In an attempt to stress the importance of protecting biodiversity, considering that it is a “matter of life or death” for humanity, the United Nations Development Program issued a report entitled “How Our Health Depends on Biodiversity”, in which it indicated the wide range of services that natural systems can provide, to ensure Better health for humans, considering that these services are “impossible” to replace them, despite the exorbitant financial cost they entail.
Living laboratory from nature
The report emphasized that the majority of medicines prescribed in industrialized countries are derived from natural compounds produced by animals and plants, and billions of people in developing countries depend mainly on traditional plant-based medicine in primary health care, in addition to many treatments that are It comes from nature known, foremost among which are painkillers, such as “morphine”, which comes from “opium poppy”, and “quinine”, which is anti-malarial, comes from the bark of the “eucalyptus” tree in South America, and the antibiotic “penicillin”, produced by types of microscopic fungi. .
The report, “How Our Health Depends on Biodiversity,” pointed out that the microbes discovered in the soil of “Rapa Nui” or “Easter Island” fight heart disease by lowering cholesterol, and that one of the first anti-HIV drugs is one of the first.
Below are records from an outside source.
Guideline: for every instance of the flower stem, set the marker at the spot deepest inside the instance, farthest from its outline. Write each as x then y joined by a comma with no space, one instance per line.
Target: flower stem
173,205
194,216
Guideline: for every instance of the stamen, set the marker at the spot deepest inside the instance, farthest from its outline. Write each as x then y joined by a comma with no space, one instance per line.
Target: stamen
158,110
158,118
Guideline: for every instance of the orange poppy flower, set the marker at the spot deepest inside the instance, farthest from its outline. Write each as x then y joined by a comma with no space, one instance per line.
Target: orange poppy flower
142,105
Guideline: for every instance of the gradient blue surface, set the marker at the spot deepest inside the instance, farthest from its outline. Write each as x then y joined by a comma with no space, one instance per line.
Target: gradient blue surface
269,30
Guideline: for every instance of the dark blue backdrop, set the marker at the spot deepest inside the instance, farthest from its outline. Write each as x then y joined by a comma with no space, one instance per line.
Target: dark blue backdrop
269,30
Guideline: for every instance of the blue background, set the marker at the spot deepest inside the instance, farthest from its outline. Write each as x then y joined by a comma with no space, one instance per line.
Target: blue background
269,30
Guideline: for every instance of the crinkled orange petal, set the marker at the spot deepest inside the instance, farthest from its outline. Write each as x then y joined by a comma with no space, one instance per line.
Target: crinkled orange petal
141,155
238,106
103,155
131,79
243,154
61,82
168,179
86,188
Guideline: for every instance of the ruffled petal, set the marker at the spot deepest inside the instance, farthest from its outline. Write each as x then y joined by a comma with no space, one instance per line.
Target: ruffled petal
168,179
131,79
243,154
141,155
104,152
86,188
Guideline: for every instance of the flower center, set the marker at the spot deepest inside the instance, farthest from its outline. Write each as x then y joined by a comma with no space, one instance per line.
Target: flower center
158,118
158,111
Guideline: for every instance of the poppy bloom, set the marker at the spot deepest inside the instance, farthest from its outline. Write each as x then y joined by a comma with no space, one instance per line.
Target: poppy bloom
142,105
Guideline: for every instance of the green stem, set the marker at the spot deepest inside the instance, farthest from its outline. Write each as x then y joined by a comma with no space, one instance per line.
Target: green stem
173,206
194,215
The drug, known as ATZ, came from a large sponge in shallow waters in the Caribbean, which also produces antivirals for the treatment of herpes, and serves as the source for the first marine-derived anti-cancer drug to be licensed in the United States.
A huge reservoir for future treatments
The report added that so far, only 1.9 million species have been identified, while it is believed that there are millions more that are completely unknown, and it considered that everything alive is the result of a complex “living laboratory”, which has been conducting its own clinical tests since life began, i.e. about 3.7 A billion years, pointing out that this huge reservoir of natural medicines contains countless undiscovered cures, unless we destroy them before we know them.
For example, with the melting of ice in the Arctic, home to the polar bear, now classified as an endangered species as a result of climate change, the world’s largest land predator has become a symbol of the dangers posed by rising global temperatures, and may also be a symbol of health, as it gathers Polar bears accumulate huge amounts of fat before entering hibernation, and despite their obesity reaching a degree that threatens human life, they are apparently immune to type 2 diabetes, and although they have been immobile for several months, their bones are not affected., They also don’t urinate during this period, but neither of them are damaged, and if we study and reproduce how bears detoxify their bodies while hibernating, we may be able to treat, and perhaps even prevent, toxicity from kidney failure in humans.
It is known that 13% of the world’s population currently suffers from clinical obesity, and it is expected that the number of people with type 2 diabetes will increase to 700 million people by 2045, and one in three women over the age of fifty, and one in five men, will suffer. Osteoporosis-related fractures, and in the United States alone, kidney failure kills more than 82,000 people, and costs the US economy more than $35 million annually.